Recyclers prepare for surge

Underneath the Christmas trees in many Greater Lafayette homes this year are the latest electronic gadgets.

Computers, tablets, cellphones and televisions were unwrapped by residents this weekend. And those recipients will soon be looking to unload their older model electronics.

“We are anticipating a surge in material shortly after the Christmas holiday as people get new items,” said David Bluestein, vice president of metals recycling at Oscar Winski in Lafayette.

The company operates an electronics recycling program out of its facilities at 2217 N. Ninth Street Road and offers pickup services, for a small fee, for those needing to get rid of large items.

Midwest Ewaste at 1600 Main St. in Lafayette also accepts most electronic items for recycling. Owner Dave Crouse said the week after Christmas is always busy.

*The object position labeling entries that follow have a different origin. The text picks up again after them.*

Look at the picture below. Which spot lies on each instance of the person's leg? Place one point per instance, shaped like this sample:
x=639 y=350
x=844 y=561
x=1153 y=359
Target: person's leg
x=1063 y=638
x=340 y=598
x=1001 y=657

Crouse’s store will be open from 9 a.m. to 6 p.m. today, and the rest of the week; Oscar Winski’s eRecycling center will be open for the week starting on Tuesday.

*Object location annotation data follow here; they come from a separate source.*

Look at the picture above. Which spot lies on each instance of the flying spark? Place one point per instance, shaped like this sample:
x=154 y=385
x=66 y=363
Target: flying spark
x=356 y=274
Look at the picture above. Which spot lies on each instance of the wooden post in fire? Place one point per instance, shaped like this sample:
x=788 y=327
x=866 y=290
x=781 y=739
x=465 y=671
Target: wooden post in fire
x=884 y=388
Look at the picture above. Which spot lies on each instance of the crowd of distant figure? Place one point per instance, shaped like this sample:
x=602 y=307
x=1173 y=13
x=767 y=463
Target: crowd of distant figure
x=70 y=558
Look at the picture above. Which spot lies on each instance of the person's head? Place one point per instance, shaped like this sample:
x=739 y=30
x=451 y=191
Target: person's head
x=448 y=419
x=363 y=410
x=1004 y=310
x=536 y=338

“None of this material can go into landfills anymore. That’s illegal,” Bluestein said. “And there’s value to getting it properly recycled.”

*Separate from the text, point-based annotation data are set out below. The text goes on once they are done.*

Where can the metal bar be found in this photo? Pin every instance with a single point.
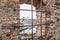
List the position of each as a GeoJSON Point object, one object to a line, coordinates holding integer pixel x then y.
{"type": "Point", "coordinates": [32, 16]}
{"type": "Point", "coordinates": [41, 17]}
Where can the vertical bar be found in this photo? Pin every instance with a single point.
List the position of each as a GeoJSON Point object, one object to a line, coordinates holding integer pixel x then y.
{"type": "Point", "coordinates": [41, 18]}
{"type": "Point", "coordinates": [32, 16]}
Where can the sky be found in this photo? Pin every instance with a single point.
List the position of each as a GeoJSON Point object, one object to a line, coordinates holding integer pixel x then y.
{"type": "Point", "coordinates": [27, 14]}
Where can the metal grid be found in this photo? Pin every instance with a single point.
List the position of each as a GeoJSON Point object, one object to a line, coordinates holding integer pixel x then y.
{"type": "Point", "coordinates": [41, 12]}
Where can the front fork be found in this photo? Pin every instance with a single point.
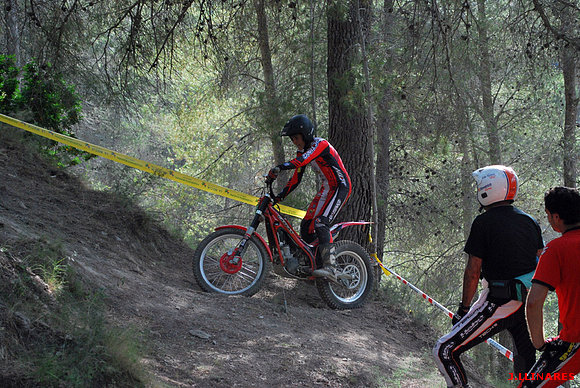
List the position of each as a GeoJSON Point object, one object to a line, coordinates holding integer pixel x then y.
{"type": "Point", "coordinates": [232, 261]}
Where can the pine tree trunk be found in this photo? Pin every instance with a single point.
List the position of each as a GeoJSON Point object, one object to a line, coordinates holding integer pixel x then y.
{"type": "Point", "coordinates": [270, 114]}
{"type": "Point", "coordinates": [569, 64]}
{"type": "Point", "coordinates": [494, 151]}
{"type": "Point", "coordinates": [349, 130]}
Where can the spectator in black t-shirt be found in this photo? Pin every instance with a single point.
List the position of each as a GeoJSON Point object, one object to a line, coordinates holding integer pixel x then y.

There is no charge for most of the items dropped off at the facilities. A fee is assessed for those bringing in older model, deep back televisions that have cathode ray tubes.

Midwest Ewaste also offers pickup service for churches, nonprofits and business sites. A small fee may be charged.

Recycling programs such as those offered in Lafayette help keep hazardous parts of electronic items from getting into landfills where chemicals could ultimately wind up in water supplies.

It also enables some reuse of computers, printers and other items that are simply discarded by owners when they upgrade to the latest devices.

“Some of the older (computers) are faster than new ones people are buying today,” Crouse said. “Just a few years ago the market was all about processor speed, but now when you look at ads … they rarely mention speed.”

Some of the items recycled at Midwest Ewaste are refurbished and sold at the neighboring Computer Reboot store or though online sites such as eBay.

With the ever-growing culture of electronics replacement, Crouse said recycling is more important than ever. He has seen cases where people bring in brand new printers they’ve purchased simply to get the ink cartridges out of the box.

“They did it that way because replacing the ink cartridge (in their printer) would cost more than buying the new printer,” he said. “There’s something wrong with the market that breeds that behavior.”